Quels sujets auriez-vous abordés si vous aviez prolongé votre recherche?

MZF : Deux axes possibles dans le prolongement de la recherche : Insister plus que nous ne l’avons fait sur les questions culturelles et comment les féministes ont construit des formes et des actions culturelles spécifiques. Nous avons travaillé sur les affiches, les chansons, les textes humoristiques féministes. Mais il reste beaucoup à explorer sur l’art, la peinture, la vidéo et le cinéma, le théâtre, la photographie, la musique… Nous voulons aussi approfondir la question d’une vision transnationale des féminismes et des transferts de slogans, de théories, et de répertoires d’actions entre groupes de différents pays. On en a pointé quelques effets au XIXe siècle avec la lutte pour l’abolition de la prostitution. J’ai commencé à réfléchir avec une jeune militante colleuse à la fois en France et en Italie, au transfert et à la traduction des mots d’ordre collés sur les murs.

Nous avons remis le manuscrit le jour même du premier confinement. Mais il faudrait travailler plus tard sur le genre de la pandémie avec une perspective inter-sectionnelle : c’est ainsi que j’ai remarqué que les deux premiers morts du Covid dans la grande distribution vivaient et travaillaient en Seine-Saint-Denis (département le plus pauvre et le plus touché par la pandémie), étaient d’origine de familiale d’Afrique du nord et d’Afrique sub-saharienne et avaient des métiers de « premier et première de corvée » : genre, classe, race sont ainsi mêlées de façon imbriquée.

 

Avons-nous besoin d’hommes pour nous aider et nous protéger? »

MZF : Depuis les débuts du mouvement féministe organisé, des hommes (certes en minorité) ont accompagné la lutte des femmes (1869 : Léon Richer et Maria Desraismes) ; des médecins dans le MLAC en 1973 pratiquaient des avortements par la méthodes Karman. Je parlerai moins « d’aider » que de participer.
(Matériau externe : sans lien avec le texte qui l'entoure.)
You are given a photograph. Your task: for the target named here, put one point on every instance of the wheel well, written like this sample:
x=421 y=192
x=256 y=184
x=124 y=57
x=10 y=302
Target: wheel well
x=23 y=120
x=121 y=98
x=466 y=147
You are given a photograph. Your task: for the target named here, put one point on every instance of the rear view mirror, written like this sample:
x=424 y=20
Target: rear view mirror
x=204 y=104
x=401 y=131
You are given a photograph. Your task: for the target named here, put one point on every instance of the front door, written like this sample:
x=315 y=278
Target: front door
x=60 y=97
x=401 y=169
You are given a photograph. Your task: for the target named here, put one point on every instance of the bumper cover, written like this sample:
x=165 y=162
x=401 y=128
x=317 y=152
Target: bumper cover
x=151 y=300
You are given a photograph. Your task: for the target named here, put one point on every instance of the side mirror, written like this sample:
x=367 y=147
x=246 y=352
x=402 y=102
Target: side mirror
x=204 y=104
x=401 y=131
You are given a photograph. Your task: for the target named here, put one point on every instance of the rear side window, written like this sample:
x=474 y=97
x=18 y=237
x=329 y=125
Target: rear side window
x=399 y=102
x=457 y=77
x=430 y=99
C’est à chaque personne de choisir si elle a envie d’être « aidée et protégée » et par qui elle veut.

En tout cas je me réjouis que dans les débats auxquels nous avons assisté  au cours des interventions en librairie accompagnant la sortie de notre livre, nous avons constaté la présence de jeunes hommes, intéressés et posant des questions.

 

J’espère avoir répondu à vos questionnements et je suis à votre disposition pour prolonger cet échange.